Martin Mittelstaedt
Globe and Mail
February 1, 2002
Nearly a million Ontario electricity consumers have recently signed expensive long-term contracts to buy power, often from high-pressure door-to-door marketers and at fixed rates more than a third higher than likely market levels. The contracts take effect when Ontario’s electricity market opens for competition on May 1 and have prompted controversy.
Marketers are selling power on the doorstep for nearly six cents a kilowatt-hour, although the Ontario Energy Board, the provincial regulator, has forecast prices will likely be around 4.3 cents a kwh when the market opens.
Based on the board’s forecast and typical residential power bills, consumers could be paying about $200-million above market for electricity each year.
Jack Gibbons, an environmentalist whose organization has posted an Internet consumer advisory on the contracts, is blunt: "They’re 35 per cent to 38 per cent higher than what the [provincial regulator] is forecasting."
Consumers mulling over a contract might also want to consider what the province’s two top electricity regulators are doing for their own household power supply.
Floyd Laughren, chairman of the energy board, said almost a million ratepayers have contracts, but he isn’t among them. "Me personally? No I haven’t" signed.
Neither has Dave Goulding, president of the Independent Electricity Market Operator, the provincial watchdog that will run the new wholesale electricity market. "I haven’t signed a contract with anybody and I don’t intend to."
Mr. Goulding and Mr. Laughren both spoke yesterday to reporters after speeches at a business event.
Marketers have generally been offering prices of 5.7 cents to 5.9 cents per kwh for up to five years. A kilowatt-hour is the amount of juice that keeps a 100-watt light bulb illuminated for 10 hours.
The energy board posted its notice of 4.3 cents a kwh last year because of concerns that the province’s four million ratepayers didn’t have enough information to deal with the doorstep sales.
Mr. Laughren said the board has had to come down hard on some of the marketers, known as retailers, who often also sell natural gas.
"There has been some problems with some of the retailers and we’ve called some of them in and taken them out to the woodshed," he said. Of the marketing going on, he said: "It’s very aggressive. It’s commission selling and so inevitably you’ll get some problems."
Mr. Goulding refused to say what he thinks electricity will cost when its price is set by market forces in May, but he did say Ontario Power Generation, the provincial utility, is getting about four cents a kwh for its coal-fired power.
Consumers signing contracts receive the stability of fixed electricity rates, much like having a fixed mortgage. They will also be protected if Ontario’s experiment in power deregulation turns into a California-type disaster.

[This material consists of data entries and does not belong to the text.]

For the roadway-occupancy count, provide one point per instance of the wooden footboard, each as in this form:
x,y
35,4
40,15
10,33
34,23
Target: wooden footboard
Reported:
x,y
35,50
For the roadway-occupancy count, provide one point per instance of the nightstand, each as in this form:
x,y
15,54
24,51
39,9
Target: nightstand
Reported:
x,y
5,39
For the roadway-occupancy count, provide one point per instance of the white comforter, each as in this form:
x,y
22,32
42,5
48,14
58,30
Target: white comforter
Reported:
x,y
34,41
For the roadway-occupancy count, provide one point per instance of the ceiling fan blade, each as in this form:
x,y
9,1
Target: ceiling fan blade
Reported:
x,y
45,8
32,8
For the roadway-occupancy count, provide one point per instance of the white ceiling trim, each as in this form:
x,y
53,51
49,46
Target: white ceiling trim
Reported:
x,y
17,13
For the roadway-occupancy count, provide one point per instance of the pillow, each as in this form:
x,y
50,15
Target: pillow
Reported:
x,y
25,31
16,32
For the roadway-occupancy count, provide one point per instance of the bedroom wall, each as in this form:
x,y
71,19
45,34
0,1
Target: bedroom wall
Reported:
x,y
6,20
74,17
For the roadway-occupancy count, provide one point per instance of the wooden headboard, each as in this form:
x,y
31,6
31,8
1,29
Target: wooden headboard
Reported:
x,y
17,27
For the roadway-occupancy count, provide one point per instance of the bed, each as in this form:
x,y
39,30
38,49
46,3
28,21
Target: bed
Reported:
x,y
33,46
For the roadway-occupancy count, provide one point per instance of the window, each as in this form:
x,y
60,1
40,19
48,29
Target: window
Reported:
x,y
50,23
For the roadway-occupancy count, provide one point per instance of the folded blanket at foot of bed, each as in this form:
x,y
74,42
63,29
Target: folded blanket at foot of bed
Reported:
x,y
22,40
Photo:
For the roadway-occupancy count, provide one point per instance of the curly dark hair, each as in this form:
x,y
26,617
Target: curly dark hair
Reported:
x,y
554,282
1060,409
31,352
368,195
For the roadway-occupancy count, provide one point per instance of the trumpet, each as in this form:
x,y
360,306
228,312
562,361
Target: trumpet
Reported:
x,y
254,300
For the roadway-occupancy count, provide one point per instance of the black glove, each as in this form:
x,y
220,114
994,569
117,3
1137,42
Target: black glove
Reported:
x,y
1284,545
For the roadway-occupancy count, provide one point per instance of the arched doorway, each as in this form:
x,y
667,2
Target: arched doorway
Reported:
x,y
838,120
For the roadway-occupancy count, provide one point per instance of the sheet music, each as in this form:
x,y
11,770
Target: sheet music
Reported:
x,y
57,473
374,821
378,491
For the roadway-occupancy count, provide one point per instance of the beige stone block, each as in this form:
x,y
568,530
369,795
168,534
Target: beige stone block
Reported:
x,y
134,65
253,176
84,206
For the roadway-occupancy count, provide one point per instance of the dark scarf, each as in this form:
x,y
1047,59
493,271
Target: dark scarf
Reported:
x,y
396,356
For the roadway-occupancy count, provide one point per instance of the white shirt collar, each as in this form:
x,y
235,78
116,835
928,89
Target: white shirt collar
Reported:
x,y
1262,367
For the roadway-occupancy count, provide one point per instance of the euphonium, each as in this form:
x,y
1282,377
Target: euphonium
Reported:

But Mr. Goulding said Ontario has much better supplies and won’t suffer the price spikes and shortages that gave deregulation a bad name last year in California.
Although Mr. Goulding is one of the province’s savviest electricity analysts, he believes it isn’t his job at the government-owned company to help other consumers.
"The last thing I’m here to do as the market maker is give advice to the public as to whether they should sign contracts or shouldn’t sign contracts. That would be [an] absolutely and totally inappropriate thing for me to do," he said.
When competition starts, most consumers will automatically receive the price set by demand and supply at Mr. Goulding’s organization, which is known as the IMO in the industry.
But those who signed contracts will have to pay the price they pledged to pay.